Como é que é a metáfora da borboleta? Devia ter o Google instalado no meu cérebro (e como é que o corrector ortográfico do Word desconhece a palavra Google? Assim se vê a tirania despótica da Microsoft…). Hoje – já era hoje, já passavam já quase duas horas do dia de hoje –, o companheiro acidental das noites sem fim,

(os dias passaram a ter mais horas, agora eu sei que é isso, não são insónias: os dias estão maiores, tinham mesmo que estar maiores, não me chegam as 24 horas – é que, pelo menos, oito são a trabalhar, outras oito deviam ser a dormir e, depois, restam outras oito e não me chega, tu nem imaginas quanto tempo demora um post a nascer e não sei que pontuação pôr agora aqui, já abusei dos travessões e dos dois pontos, vai um ponto e vírgula, perdoem os que gostam das coisas certinhas; um dia, imprimo-te a (t)ralha e dou-ta para leres nas noites em que não consegues dormir, nem 1000 mg de Codeína com Paracetamol a correrem na corrente sanguínea, gostava de saber se gostas ou se, como sempre, dirias uma coisa menos simpática como quando os vizinhos te gabam a minha beleza e tu dizes que todas as catraias da minha idade são bonitas)

o visitante 50.000 (coisas extraordinárias acontecem neste blogue escuro, caramba), perguntou-me como se chamam “aquelas coisas que prendem as passadeiras aos degraus da escada” (e antes, eu tinha-lhe perguntado por umas amêndoas de caramelo, tipo meteoritos – ontem não me lembrei desta comparação, não soube dizer a que se assemelhavam as amêndoas que o meu avô guardava num armário que tinha puxadores de esfinges faraónicas) e eu não sabia, e ele descobriu no Google Blog Search que se chamam “tranglas”.
O efeito borboleta, a teoria do caos, não quero espreitar à Wikipédia, este blogue não é erudito (por acaso está a ser escrito ao som de música erudita, mas pára por aí a erudição), não pretende ser tese de doutoramento ou aparecer citado na imprensa ou nos blogues da primeira divisão. Este é um blogue para consumo da casa, daí estar exposto à frente dos olhos de quem o quiser ver, mas uma plaquinha escrita à mão e sem nenhuma pontuação, informa que é reservado o direito de admissão, e que é prejudicial o seu consumo a menores de 16 anos. Uma borboleta bate as asas do outro lado do mundo e, nos seus antípodas, um tufão deixa tudo em pantanas. Acho que é isto.
Não me saem as borboletas da cabeça. Tomara as tivesse no estômago. Outro dia, com o codificado girassol, disse-lhe que tinha borboletas no estômago, quando queria mesmo dizer que tinha traças. Ele explicou que eram coisas distintas. Traças igual a fome. Borboletas igual a amor. Tenho as duas. Tenho fome de amor.
O homem que manda libelinhas amestradas à minha casa-de-banho laranja dorme com crisálidas camaleónicas no seu quarto. As pessoas esquecem-se que a borboleta um dia foi lagarta. Que, depois, de comer muitas couves (nunca sintam nojo das lagartas das couves, são de certeza, a promessa de duas asas delicadas), amua e decide-se fechar em copas na couraça da crisálida. Eu não me esqueço. Nunca dormi com crisálidas presas aos armários. Mas à noite, quando metade da madrugada já passou, sem fazer estremecer o silêncio da sala do sofá laranja, adormeço com a visão de casulos quebrados e asas coloridas a baterem num quarto às seis e vinte da manhã, a anunciarem uma doce Primavera.
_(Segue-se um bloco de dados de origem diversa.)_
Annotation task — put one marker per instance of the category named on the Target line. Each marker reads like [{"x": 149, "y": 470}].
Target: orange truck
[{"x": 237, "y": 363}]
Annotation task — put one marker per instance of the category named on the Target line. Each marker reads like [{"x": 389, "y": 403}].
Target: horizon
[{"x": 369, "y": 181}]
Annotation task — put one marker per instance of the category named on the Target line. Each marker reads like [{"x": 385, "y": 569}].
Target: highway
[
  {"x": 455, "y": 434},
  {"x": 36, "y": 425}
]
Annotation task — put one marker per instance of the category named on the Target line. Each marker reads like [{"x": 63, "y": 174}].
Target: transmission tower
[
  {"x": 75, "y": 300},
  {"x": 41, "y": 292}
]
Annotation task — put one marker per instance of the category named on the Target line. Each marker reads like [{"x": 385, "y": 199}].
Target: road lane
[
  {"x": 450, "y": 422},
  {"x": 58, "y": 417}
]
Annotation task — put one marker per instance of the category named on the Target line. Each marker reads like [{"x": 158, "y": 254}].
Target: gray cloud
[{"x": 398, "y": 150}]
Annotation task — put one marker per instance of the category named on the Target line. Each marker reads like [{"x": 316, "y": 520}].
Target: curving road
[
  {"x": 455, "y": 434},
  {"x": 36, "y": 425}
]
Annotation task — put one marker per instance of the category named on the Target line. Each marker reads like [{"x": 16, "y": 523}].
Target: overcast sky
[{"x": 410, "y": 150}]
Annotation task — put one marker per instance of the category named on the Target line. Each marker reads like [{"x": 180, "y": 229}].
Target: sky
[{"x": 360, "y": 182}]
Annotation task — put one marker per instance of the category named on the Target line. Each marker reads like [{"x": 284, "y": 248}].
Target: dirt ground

[A foto foi tirada no dia da libelinha. Estava com propensão aos seres alados nesse dia. A borboleta nocturna pousou-me na mão e para a Leica e depois morreu]

Hoje sonhei que sonhava


[Ninguém dorme na minha cama / Ninguém tenta sonhar meus sonhos - post súbito a ouvir o fado-tango Cansaço, de Joaquim Campos e Luís de Macedo]

domingo, abril 16, 2006

Tentativa e erro

[É tão difícil começar: os posts, como as cebolas picadas, são escritos sempre com muito amor e sem dead lines de fecho para cumprir, sem editores a pressionarem, sem rotativas que se perdem ao mínimo bloqueio criativo. Às vezes acontece, o obrigar-me a escrever, por estas bandas. Sei que há muitos olhos a pairarem por aqui, à noite, como corujas, e de dia, como aves de rapina. Lido mal com a desilusão. Faço tudo pelos outros, esmifro-me, fico seca e sou péssima gestora de expectativas. Não sou uma máquina frenética de produção literária. Espero transes que, às vezes, perdem-se pelas ruas estreitas e becos da rede, luto na lama com as frases, fecho os olhos e vejo letras na escuridão, escrevo e apago, solto os dedos como cães presos à corrente todo o dia, desespero e às vezes desisto. Como hoje. Certamente, amanhã, de manhã, enquanto afogo o cabelo, a cara e os dias calmos de folga no duche, surgirá a frase mágica que iniciará a história da minha primeira visita ao jardim da Estrela que queria contar. Amanhã volto à janela sobre a Andrade Corvo, volto a apostar alto na roleta da EMEL com a protecção do demónio do estacionamento, e os posts voltarão à sua cadência de sete mil caracteres por dia. Nada me inspira mais do que posts entre notícias que, quando saem para as bancas, já são passado. Nada me dá mais gozo do que ser a notícia de ontem.]

sábado, abril 15, 2006

O segredo

iluminação

Descobri isto na cozinha encarnada. A chorar copiosamente sobre as cebolas e sobre a madeira escura e esfaqueada da tábua em forma de porquinho.
Uma hora a picar três cebolas. Uma hora a chorar, sem sequer conseguir abrir as pálpebras. Devo a iluminação às cebolas do ti Manel.
E, de um lado, a minha mãe, zangada com a demora, sempre descontente com o meu desempenho de fada do lar, a gritar-me ao ouvido direito "despacha essa merda, francamente, filha...". Do outro, a Teresa a lembrar-me que gosta da cebola meticulosamente guilhotinada.
O segredo é fazer tudo com amor.
Já percebo porque é que a Magui demora sempre cinco minutos a escolher as cebolas.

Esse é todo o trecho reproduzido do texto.